Pull request overview

This PR expands and hardens the PowerShell-driven ItE2E end-to-end suite under test/e2e/, adds a release-report generator that maps checklist items to test outcomes, and reduces harness/test flakiness by replacing fixed sleeps with polling and by proactively cleaning up stale Intelligent Terminal instances before launch.

Changes:

Added new E2E suites for shell integration (OSC 133), agent-proposed command Insert/Run, and an auth-gated multi-agent (Claude/Codex/Gemini) matrix.
Hardened existing agent-pane coverage (pane positions, /model picker, draft preservation, real Shift+Enter injection) and reduced fixed-delay sleeps in favor of polling.
Added New-ReleaseReport.ps1 + a coverage map to generate a checklist-like release report from NUnit/Pester results.

Reviewed changes

Copilot reviewed 14 out of 14 changed files in this pull request and generated 1 comment.

Show a summary per file

File	Description
test/e2e/tests/Feature.ShellIntegration.Tests.ps1	New suite validating OSC 133 success/failure marks and cmd.exe “no shell integration” safety.
test/e2e/tests/Feature.SessionList.Tests.ps1	Adds a deterministic assertion that draft input survives a session-view round-trip.
test/e2e/tests/Feature.AutofixPane.Tests.ps1	Replaces fixed sleeps with polling; wraps WSL setup to skip cleanly when unsupported.
test/e2e/tests/Feature.AgentRestart.Tests.ps1	Adds readiness gating around settings-driven reconnect and uses real Shift+Enter injection with retries.
test/e2e/tests/Feature.AgentProposedCommand.Tests.ps1	New suite covering Insert/Run recommendation cards via the non-autofix chat path.
test/e2e/tests/Feature.AgentPaneInteraction.Tests.ps1	Expands open/hide coverage across all pane positions; strengthens /model assertions; verifies helper teardown on tab close.
test/e2e/tests/Feature.AgentMatrix.Tests.ps1	New auth-gated Claude/Codex/Gemini chat + autofix coverage through the ACP adapter.
test/e2e/release-coverage-map.psd1	New checklist-title → test-name regex mapping for release report generation.
test/e2e/README.md	Updates suite inventory and status/coverage description to reflect new tests and gating behavior.
test/e2e/New-ReleaseReport.ps1	New script to generate a human-facing release checklist report from NUnit/Pester results + mapping.
test/e2e/ItE2E/Public/Harness.ps1	Adds stale-instance cleanup and makes Start-Terminal always clear stale IT instances before config/launch.
test/e2e/ItE2E/Public/AgentInput.ps1	Adds `Send-AgentShiftEnter` using win32-input-mode raw sequences.
test/e2e/ItE2E/Public/Agent.ps1	Reworks `Wait-AgentReady` to gate on user-visible connected placeholder instead of internal artifacts.
test/e2e/ItE2E/ItE2E.psm1	Exports new public harness/input helpers (`Stop-StaleItInstances`, `Send-AgentShiftEnter`).

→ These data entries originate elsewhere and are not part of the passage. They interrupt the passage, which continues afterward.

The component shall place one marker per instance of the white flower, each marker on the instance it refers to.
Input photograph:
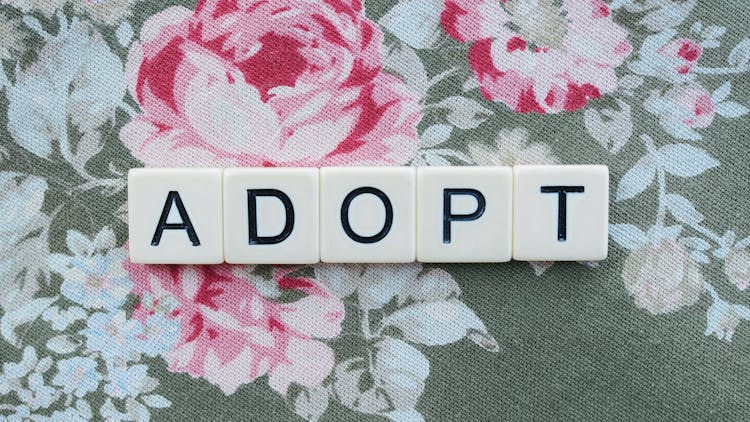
(94, 276)
(76, 79)
(62, 319)
(127, 382)
(662, 277)
(108, 12)
(45, 7)
(11, 36)
(77, 375)
(113, 335)
(511, 148)
(723, 318)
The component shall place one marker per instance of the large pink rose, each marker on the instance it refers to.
(540, 56)
(274, 83)
(232, 334)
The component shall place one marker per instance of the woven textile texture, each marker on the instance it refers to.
(658, 90)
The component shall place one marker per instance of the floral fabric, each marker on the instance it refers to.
(655, 89)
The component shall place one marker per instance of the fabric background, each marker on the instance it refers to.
(655, 89)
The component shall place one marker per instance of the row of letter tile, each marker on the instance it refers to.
(368, 215)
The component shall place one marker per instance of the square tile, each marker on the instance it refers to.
(175, 216)
(271, 216)
(367, 214)
(464, 214)
(560, 213)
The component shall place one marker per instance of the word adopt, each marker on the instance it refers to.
(368, 214)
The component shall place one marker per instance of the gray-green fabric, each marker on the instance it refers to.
(657, 331)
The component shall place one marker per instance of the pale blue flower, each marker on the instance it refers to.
(13, 373)
(70, 414)
(22, 414)
(92, 277)
(77, 375)
(38, 395)
(126, 382)
(113, 335)
(62, 319)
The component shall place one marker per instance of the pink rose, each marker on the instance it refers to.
(232, 334)
(662, 278)
(274, 83)
(681, 54)
(693, 104)
(540, 56)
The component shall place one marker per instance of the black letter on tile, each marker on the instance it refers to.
(174, 198)
(562, 205)
(388, 215)
(448, 217)
(252, 212)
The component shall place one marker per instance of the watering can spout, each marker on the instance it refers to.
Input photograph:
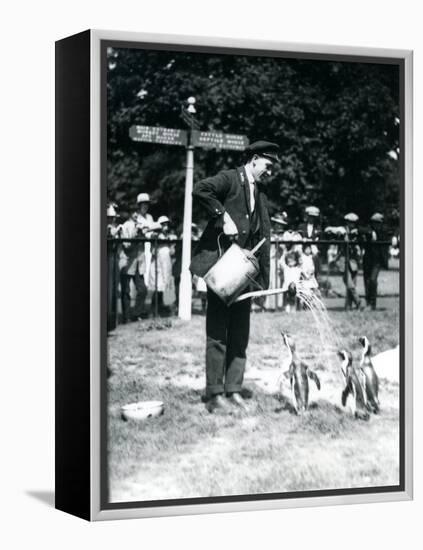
(257, 247)
(233, 272)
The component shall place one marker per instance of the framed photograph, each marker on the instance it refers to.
(233, 275)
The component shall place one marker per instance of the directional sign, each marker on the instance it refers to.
(189, 119)
(153, 134)
(217, 140)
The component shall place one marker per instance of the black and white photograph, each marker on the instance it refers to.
(253, 213)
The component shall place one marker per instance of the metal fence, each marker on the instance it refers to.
(332, 262)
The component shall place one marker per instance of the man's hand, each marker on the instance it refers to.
(229, 227)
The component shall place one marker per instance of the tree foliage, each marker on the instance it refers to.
(337, 124)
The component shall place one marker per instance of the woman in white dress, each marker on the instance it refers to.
(160, 273)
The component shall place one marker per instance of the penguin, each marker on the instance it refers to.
(355, 384)
(299, 373)
(372, 380)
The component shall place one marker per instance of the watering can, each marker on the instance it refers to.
(236, 269)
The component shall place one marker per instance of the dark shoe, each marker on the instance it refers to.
(217, 403)
(237, 399)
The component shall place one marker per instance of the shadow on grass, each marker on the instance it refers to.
(46, 497)
(322, 406)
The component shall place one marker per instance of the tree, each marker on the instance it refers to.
(337, 124)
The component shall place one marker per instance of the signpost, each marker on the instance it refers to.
(188, 139)
(217, 140)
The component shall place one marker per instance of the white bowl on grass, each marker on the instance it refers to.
(142, 410)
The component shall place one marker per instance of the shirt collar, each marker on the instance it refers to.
(250, 176)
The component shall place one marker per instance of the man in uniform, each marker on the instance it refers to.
(375, 257)
(236, 206)
(134, 268)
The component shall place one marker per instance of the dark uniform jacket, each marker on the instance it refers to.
(230, 191)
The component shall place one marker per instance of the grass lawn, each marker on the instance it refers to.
(188, 452)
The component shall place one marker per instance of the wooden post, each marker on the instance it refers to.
(185, 289)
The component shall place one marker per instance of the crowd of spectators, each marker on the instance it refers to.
(297, 254)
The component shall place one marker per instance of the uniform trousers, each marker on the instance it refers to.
(227, 331)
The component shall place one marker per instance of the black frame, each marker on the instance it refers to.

…ilot review) Match 'Ask anything … for commands' in order on one line instead of either fragment anywhere in the captured scrollback, so stray transcript/help text can't false-positive the readiness gate. Verified: AgentRestart 2/2 green. Co-authored-by: Copilot <223556219+Copilot@users.noreply.github.com>

Copilot

Pull request overview

Copilot reviewed 14 out of 14 changed files in this pull request and generated 1 comment.

…pilot review) Split the Insert and Run cases into separate Describes, each with its own fresh terminal (matching Feature.AutofixPane). With the shared terminal, a prior card's 'Run command'/'Insert in Terminal' text lingered in the scrollback and could co-occur with the next case's marker (echoed in the prompt) to false-positive the card-readiness check before a fresh card rendered. Verified: both cases 2/2 green. Co-authored-by: Copilot <223556219+Copilot@users.noreply.github.com>

Copilot

Pull request overview

Copilot reviewed 14 out of 14 changed files in this pull request and generated 3 comments.

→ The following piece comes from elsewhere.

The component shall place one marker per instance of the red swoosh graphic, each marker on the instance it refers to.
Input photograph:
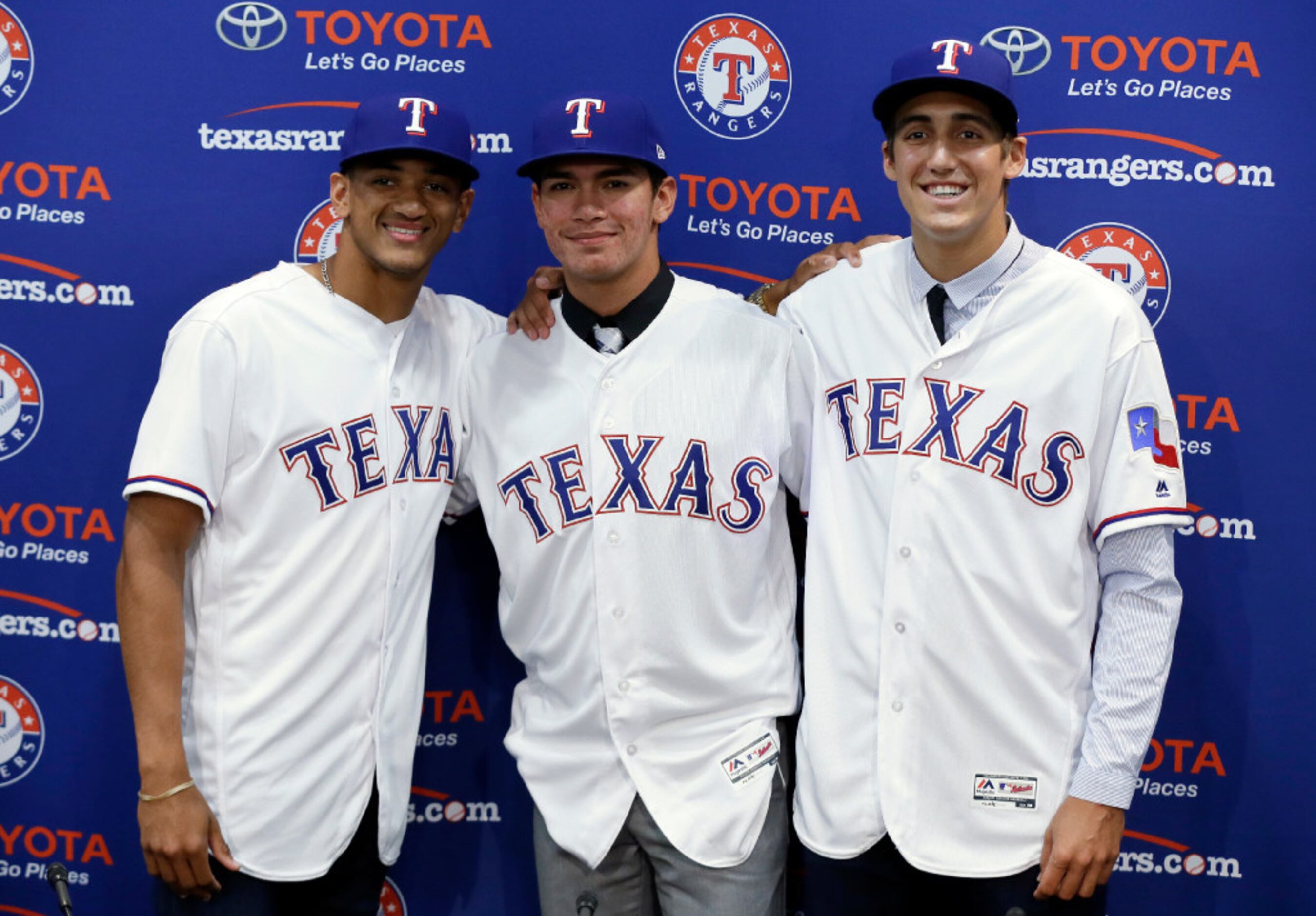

…ss comment (Copilot review) - AgentMatrix: report a PRECISE per-agent skip reason (not installed vs installed-but- unauthenticated vs package missing) via Set-ItResult instead of a boolean Context -Skip, so CI shows why; no terminal is launched when skipping. Re-checks package presence in BeforeAll because a script-scoped var from BeforeDiscovery does not persist into the run phase (only the -ForEach data does). - AgentMatrix: chat assertion uses a word-boundary match instead of a bare '7'. - Harness: correct the Stop-StaleItInstances comment - it makes -ColdStart redundant, but -ShowFre still controls whether the FRE overlay is shown. Verified: Claude/Codex chat+autofix pass; Gemini skips with "installed but not authenticated". Co-authored-by: Copilot <223556219+Copilot@users.noreply.github.com>

Copilot

Pull request overview

Copilot reviewed 14 out of 14 changed files in this pull request and generated no new comments.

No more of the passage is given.